Arts and Design

Patrick Devedjian—French politician and driving force behind new museum dedicated to the Sun King—has died of coronavirus




Left: the army barracks that has been proposed as the site for the new museum; right: Patrick Devedjian
Barracks photo: © CD92/JLD; Devedjian: Jacques Paquier

Patrick Devedjian, a prominent French politician, died of coronavirus (Covid-19) at the Antony hospital near Paris on Monday. He was 75 years old. He was the head of Hauts-de-Seine, France’s wealthiest district, and was a leading advocate for a museum dedicated to Louis XIV’s reign in Saint-Cloud, west of Paris. Following his death the future of the project is now in doubt.

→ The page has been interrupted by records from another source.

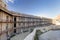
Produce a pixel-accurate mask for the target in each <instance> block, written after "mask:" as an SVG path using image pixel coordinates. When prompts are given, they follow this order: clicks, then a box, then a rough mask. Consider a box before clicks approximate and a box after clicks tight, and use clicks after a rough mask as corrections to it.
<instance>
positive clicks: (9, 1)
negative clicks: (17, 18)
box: [5, 0, 14, 3]
mask: <svg viewBox="0 0 60 40" xmlns="http://www.w3.org/2000/svg"><path fill="white" fill-rule="evenodd" d="M5 1H6V2H7V3H8V2H11V3H14V0H5Z"/></svg>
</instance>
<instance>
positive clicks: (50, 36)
mask: <svg viewBox="0 0 60 40" xmlns="http://www.w3.org/2000/svg"><path fill="white" fill-rule="evenodd" d="M39 40H60V30H53V31H52V30H51V31H48V32H46V33H44V34H42V35H40V36H39Z"/></svg>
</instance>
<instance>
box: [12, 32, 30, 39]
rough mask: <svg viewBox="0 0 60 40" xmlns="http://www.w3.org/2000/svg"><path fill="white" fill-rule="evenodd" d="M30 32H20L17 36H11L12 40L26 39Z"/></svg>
mask: <svg viewBox="0 0 60 40" xmlns="http://www.w3.org/2000/svg"><path fill="white" fill-rule="evenodd" d="M28 34H29V32H25V33H22V34H18V35H16V36H14V37H13V38H11V40H24V38H25V37H26V36H27V35H28Z"/></svg>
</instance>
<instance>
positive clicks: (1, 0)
mask: <svg viewBox="0 0 60 40" xmlns="http://www.w3.org/2000/svg"><path fill="white" fill-rule="evenodd" d="M3 1H4V0H0V6H1V7H4V8H6V4H5V3H4V2H3Z"/></svg>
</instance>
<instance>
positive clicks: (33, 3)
mask: <svg viewBox="0 0 60 40" xmlns="http://www.w3.org/2000/svg"><path fill="white" fill-rule="evenodd" d="M6 3H7V5H8V6H7V7H8V9H9V10H13V11H16V12H20V13H26V14H30V15H36V16H44V17H49V18H53V17H55V16H57V15H59V14H60V0H6Z"/></svg>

An 11,500 sq. m, 19th-century army barracks in Saint-Cloud, built by King Charles X in the 1820s, has been chosen as the site for the proposed museum. In March, three companies were short-listed for the €100m restoration works of the barracks built by King Charles X in the 1820s, which will house it. The new site and its research centre was due to open in 2025. Pierre Rosenberg, an 83-year-old academician and former director of the Louvre, has pledged to donate his collection to the new museum.

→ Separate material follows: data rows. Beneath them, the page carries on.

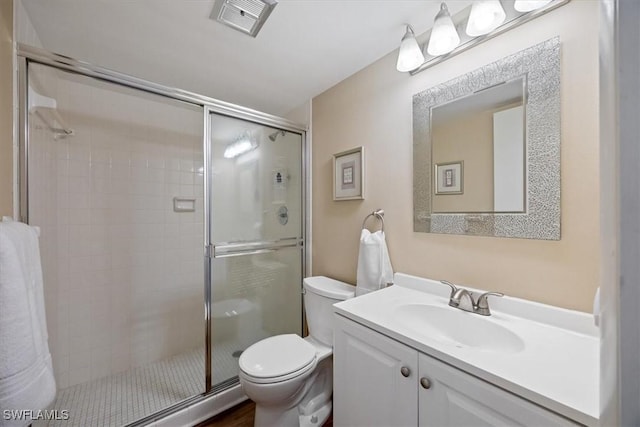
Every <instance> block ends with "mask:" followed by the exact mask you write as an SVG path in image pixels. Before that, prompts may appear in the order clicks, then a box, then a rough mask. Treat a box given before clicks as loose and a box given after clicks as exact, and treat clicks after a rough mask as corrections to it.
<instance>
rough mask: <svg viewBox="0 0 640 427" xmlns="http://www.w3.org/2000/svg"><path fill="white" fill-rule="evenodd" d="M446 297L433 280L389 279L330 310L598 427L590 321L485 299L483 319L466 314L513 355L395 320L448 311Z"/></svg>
mask: <svg viewBox="0 0 640 427" xmlns="http://www.w3.org/2000/svg"><path fill="white" fill-rule="evenodd" d="M465 288H466V286H465ZM467 289H471V288H467ZM471 290H473V289H471ZM449 294H450V289H449V287H447V286H445V285H442V284H441V283H439V282H438V281H434V280H429V279H423V278H419V277H415V276H409V275H406V274H401V273H396V275H395V285H393V286H391V287H388V288H386V289H382V290H379V291H376V292H372V293H370V294H367V295H363V296H360V297H357V298H352V299H349V300H346V301H343V302H340V303H337V304H335V305H334V311H335V312H336V313H338V314H340V315H342V316H344V317H347V318H349V319H351V320H354V321H356V322H358V323H361V324H363V325H365V326H368V327H370V328H371V329H374V330H376V331H378V332H380V333H382V334H384V335H387V336H389V337H391V338H393V339H395V340H397V341H400V342H402V343H404V344H406V345H408V346H410V347H413V348H415V349H417V350H418V351H420V352H423V353H425V354H428V355H430V356H433V357H435V358H437V359H439V360H441V361H443V362H445V363H448V364H450V365H452V366H455V367H457V368H459V369H461V370H463V371H466V372H468V373H470V374H472V375H475V376H476V377H478V378H481V379H484V380H486V381H488V382H490V383H492V384H495V385H497V386H499V387H502V388H503V389H505V390H508V391H510V392H512V393H514V394H516V395H518V396H520V397H523V398H525V399H527V400H529V401H531V402H534V403H536V404H538V405H540V406H543V407H545V408H547V409H549V410H551V411H554V412H556V413H558V414H560V415H563V416H565V417H567V418H570V419H572V420H574V421H576V422H579V423H581V424H585V425H588V426H595V425H597V424H598V417H599V412H600V411H599V375H600V362H599V352H600V341H599V334H598V329H597V328H596V327H595V326H594V325H593V316H591V315H589V314H586V313H581V312H577V311H571V310H566V309H562V308H559V307H553V306H548V305H544V304H539V303H535V302H531V301H526V300H522V299H518V298H511V297H503V298H490V300H489V306H490V308H491V312H492V315H491V316H490V317H485V316H480V315H478V314H473V313H466V314H468V315H469V316H478V317H481V318H484V319H483V320H485V321H487V320H488V321H492V322H496V323H499V324H501V325H502V326H504V327H506V328H508V329H509V330H511V331H512V332H513V333H515V334H516V335H518V336H519V337H520V338H522V340H523V341H524V343H525V345H524V348H523V349H522V350H521V351H519V352H515V353H502V352H499V351H487V350H482V349H477V348H470V347H465V346H459V345H458V346H456V345H452V344H451V343H446V342H443V341H442V340H438V339H435V338H431V337H429V336H428V335H427V334H421V333H419V332H418V331H416V329H415V328H409V327H406V326H405V325H403V324H402V323H401V322H397V321H396V320H395V319H394V315H393V313H394V310H396V309H397V307H398V306H399V305H401V304H405V303H411V304H429V305H438V306H442V307H448V302H449ZM451 309H452V310H458V309H456V308H451Z"/></svg>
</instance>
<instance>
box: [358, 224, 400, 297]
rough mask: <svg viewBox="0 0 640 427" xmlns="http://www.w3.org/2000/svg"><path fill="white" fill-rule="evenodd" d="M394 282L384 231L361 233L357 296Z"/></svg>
mask: <svg viewBox="0 0 640 427" xmlns="http://www.w3.org/2000/svg"><path fill="white" fill-rule="evenodd" d="M392 282H393V267H392V266H391V260H390V259H389V250H388V249H387V242H386V240H385V237H384V232H383V231H376V232H375V233H371V232H370V231H369V230H367V229H364V230H362V233H361V234H360V252H359V254H358V271H357V277H356V296H358V295H364V294H366V293H369V292H371V291H375V290H378V289H382V288H384V287H385V286H387V284H389V283H392Z"/></svg>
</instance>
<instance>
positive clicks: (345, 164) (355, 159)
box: [333, 147, 364, 200]
mask: <svg viewBox="0 0 640 427" xmlns="http://www.w3.org/2000/svg"><path fill="white" fill-rule="evenodd" d="M358 199H364V147H358V148H354V149H352V150H347V151H343V152H341V153H338V154H334V155H333V200H358Z"/></svg>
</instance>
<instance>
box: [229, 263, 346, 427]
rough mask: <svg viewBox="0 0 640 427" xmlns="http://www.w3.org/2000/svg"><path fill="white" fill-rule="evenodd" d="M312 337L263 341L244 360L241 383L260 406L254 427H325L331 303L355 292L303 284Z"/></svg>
mask: <svg viewBox="0 0 640 427" xmlns="http://www.w3.org/2000/svg"><path fill="white" fill-rule="evenodd" d="M303 288H304V291H303V293H304V304H305V310H306V315H307V324H308V326H309V336H308V337H306V338H301V337H300V336H298V335H295V334H283V335H276V336H273V337H269V338H265V339H263V340H262V341H259V342H257V343H255V344H253V345H252V346H250V347H249V348H247V349H246V350H245V351H244V352H243V353H242V355H241V356H240V360H239V365H240V372H239V377H240V384H241V385H242V389H243V390H244V392H245V393H246V394H247V396H249V398H250V399H251V400H253V401H254V402H255V403H256V414H255V424H254V425H255V426H256V427H263V426H281V427H288V426H291V427H293V426H321V425H322V424H323V423H324V422H325V421H326V420H327V418H328V417H329V414H331V408H332V404H331V395H332V392H333V359H332V354H333V309H332V306H333V304H335V303H337V302H339V301H344V300H346V299H348V298H351V297H353V295H354V287H353V286H351V285H348V284H346V283H343V282H339V281H337V280H333V279H330V278H328V277H323V276H317V277H308V278H306V279H304V281H303Z"/></svg>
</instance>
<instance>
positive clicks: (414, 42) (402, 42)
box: [396, 25, 424, 73]
mask: <svg viewBox="0 0 640 427" xmlns="http://www.w3.org/2000/svg"><path fill="white" fill-rule="evenodd" d="M423 62H424V55H423V54H422V49H420V46H419V45H418V41H417V40H416V36H415V33H414V32H413V29H412V28H411V26H409V25H407V31H406V32H405V34H404V36H403V37H402V42H400V50H399V51H398V62H397V63H396V69H397V70H398V71H401V72H403V73H404V72H407V71H411V70H415V69H416V68H418V67H419V66H420V65H422V63H423Z"/></svg>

Devedjian, a man of art and culture who was a member of the Musée du Louvre board, was the driving force behind the project which, with the current financial crisis, may now be called into question. His successor might have to agree to continue with a museum that could bear Devedjian’s name, a suggestion that has been made by the project’s director Alexandre Gady.

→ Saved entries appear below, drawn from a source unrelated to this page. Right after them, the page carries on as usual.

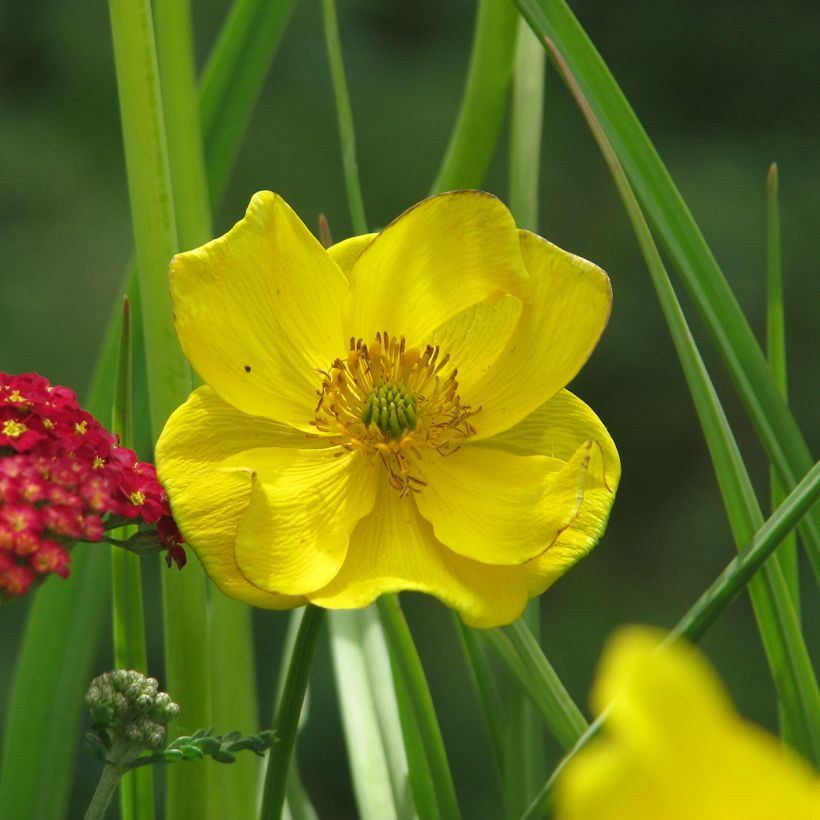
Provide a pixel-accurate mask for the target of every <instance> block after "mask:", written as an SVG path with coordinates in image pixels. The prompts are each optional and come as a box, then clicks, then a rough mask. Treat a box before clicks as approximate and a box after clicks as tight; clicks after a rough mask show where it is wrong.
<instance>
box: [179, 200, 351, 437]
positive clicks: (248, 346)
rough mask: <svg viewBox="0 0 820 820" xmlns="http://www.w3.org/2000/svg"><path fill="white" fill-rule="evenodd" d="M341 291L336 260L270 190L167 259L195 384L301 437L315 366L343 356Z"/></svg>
mask: <svg viewBox="0 0 820 820" xmlns="http://www.w3.org/2000/svg"><path fill="white" fill-rule="evenodd" d="M346 291H347V282H346V281H345V277H344V275H343V274H342V272H341V271H340V270H339V268H338V266H337V265H336V263H335V262H334V261H333V260H332V259H331V258H330V256H329V255H328V254H327V252H326V251H325V250H324V248H322V246H321V245H320V244H319V242H318V240H316V239H315V238H314V237H313V235H312V234H311V233H310V231H309V230H308V229H307V228H306V227H305V225H304V224H303V223H302V221H301V220H300V219H299V217H298V216H296V214H295V213H294V212H293V211H292V210H291V208H290V207H289V206H288V204H287V203H286V202H285V201H284V200H283V199H282V198H281V197H279V196H277V195H276V194H273V193H271V192H269V191H263V192H261V193H258V194H256V195H255V196H254V197H253V199H252V200H251V203H250V205H249V206H248V210H247V213H246V214H245V217H244V219H242V220H240V221H239V222H238V223H237V224H236V225H235V226H234V227H233V228H232V229H231V230H230V231H228V233H227V234H225V235H224V236H222V237H220V238H218V239H214V240H213V241H212V242H209V243H208V244H206V245H203V246H202V247H201V248H196V249H195V250H192V251H188V252H187V253H181V254H178V255H177V256H175V257H174V259H173V261H172V262H171V294H172V297H173V304H174V322H175V326H176V331H177V335H178V336H179V340H180V344H181V345H182V349H183V350H184V352H185V355H186V356H187V358H188V361H190V362H191V364H192V365H193V367H194V369H195V370H196V371H197V373H198V374H199V375H200V377H201V378H202V380H203V381H204V382H205V383H206V384H208V385H210V386H211V387H212V388H213V389H214V390H215V391H216V392H217V393H218V394H219V395H220V396H222V398H224V399H225V400H226V401H228V402H230V403H231V404H233V405H234V407H236V408H238V409H240V410H242V411H243V412H246V413H250V414H253V415H257V416H266V417H268V418H272V419H275V420H277V421H280V422H283V423H285V424H291V425H293V426H294V427H297V428H299V429H303V430H306V431H307V430H310V426H309V422H310V420H311V419H312V418H313V417H314V415H315V407H316V390H317V388H318V387H319V385H320V384H321V377H320V376H318V375H317V373H316V369H317V368H319V369H326V368H327V367H328V366H329V365H330V363H331V362H332V361H333V360H334V359H335V358H336V357H337V356H339V354H340V352H343V351H344V350H346V342H345V338H344V334H343V333H342V324H341V308H342V303H343V300H344V295H345V293H346Z"/></svg>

Gady, an architecture historian who left the Sorbonne University to lead the new museum, says he last met Devedjian after a board meeting at the Louvre on 13 March. They went together with Pierre Rosenberg to the museum’s laboratory to examine a painting by Poussin that had been proposed as a donation by a collector from London.

Himself recovering from coronavirus, Gady underlines the personal involvement of Devedjian in the museum project. He says that since January, Devedjian has been pushing for acquisitions of paintings, drawings and sculptures to complete the 600 paintings that make up the core of the new museum’s collection. Gady fell ill with his wife upon their return from the recent Tefaf fair in Maastricht, where he made several purchases. Loans from the Louvre and Versailles for the future museum are also currently being planned, Gady says.